Uma ação jurídica foi movida contra a ativista Annie Besant devido a um folheto seu sobre controle de natalidade. Foto: Reprodução
Muitas obras e escândalos depois – até Marguerite de Valois, mulher do rei Henrique IV, escreveu um livro na linha de Boccaccio, o Heptameron –, chega-se ao século 18, no qual pontificam figuras como Casanova, autor de Memórias, com picantes detalhes de sua famosa vida amorosa, e o Marques de Sade, que lançou obras como Os 120 dias de Sodoma e terminou sendo o responsável pelo surgimento do vocábulo “sadismo”. Um amplo apanhado do que foi a literatura pornográfica nesse período é um estudo publicado por Jean-Marie Goulemot, com o sugestivo título Esses livros que se leem com uma só mão: leitura e leitores de livros pornográficos no século XVIII.
O século 19 não deixaria por menos.
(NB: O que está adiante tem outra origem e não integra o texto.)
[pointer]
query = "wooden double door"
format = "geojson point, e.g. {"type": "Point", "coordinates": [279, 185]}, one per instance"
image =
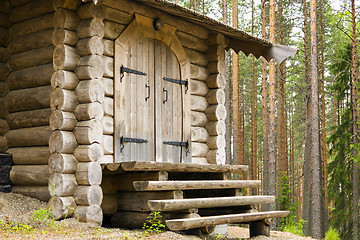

É nele que Sacher-Masoch publica A Vênus de peles, inspirador do termo “masoquismo”. Também são desse período, entre outras obras célebres, Madame Bovary, de Gustave Flaubert, e As flores do mal, de Charles Baudelaire, que terminaram alvos de processo por ofensas à moral e à religião. Uma curiosa ação jurídica do século 19 foi movida, na Inglaterra, contra Annie Besant, por haver escrito um folheto sobre controle da natalidade. Em revide, ela preparou uma lista com 150 trechos do Antigo Testamento e seis do Novo, dando a esse segundo folheto o título Será a Bíblia condenável?. Entre os trechos do mais famoso livro do cristianismo reproduzidos por Annie estão o Cântico dos cânticos – atribuído a Salomão e ainda hoje considerado fortemente erótico – e capítulos sobre o profeta Ezequiel, que, furioso com questões religiosas e políticas de Jerusalém, compara a cidade a uma mulher infiel, chegando a dizer: “(…) profanaste a tua formosura, e abriste as pernas a todo que passava, e multiplicaste as tuas prostituições. Também te prostituíste com os filhos do Egito, teus vizinhos de grandes membros...”.
O século 20 – perfeito ascendente do século 21 – vive um verdadeiro boom pornográfico, por contar com o desenvolvimento da tecnologia voltada para a cultura e o lazer, muito bem representada pela fotografia e pelo cinema. A literatura, no entanto, não fica atrás, como demonstra o lançamento, logo em 1907, de As onze mil varas, de Guillaume Apolinaire. Maior impacto teriam Ulysses, de James Joyce (com aspectos da fisiologia humana considerados impublicáveis), O amante de Lady Chatterley, de D. H. Lawrence (que mostra o despertar sexual de uma mulher) e Trópico de câncer, de Henry Miller (em que as relações sexuais têm descrições mais que naturalistas). Lançados, respectivamente, em 1922, 1928 e 1934, esses livros – classificados entre as maiores criações artísticas do século passado – passaram muitos anos proibidos em vários países do chamado “primeiro mundo”.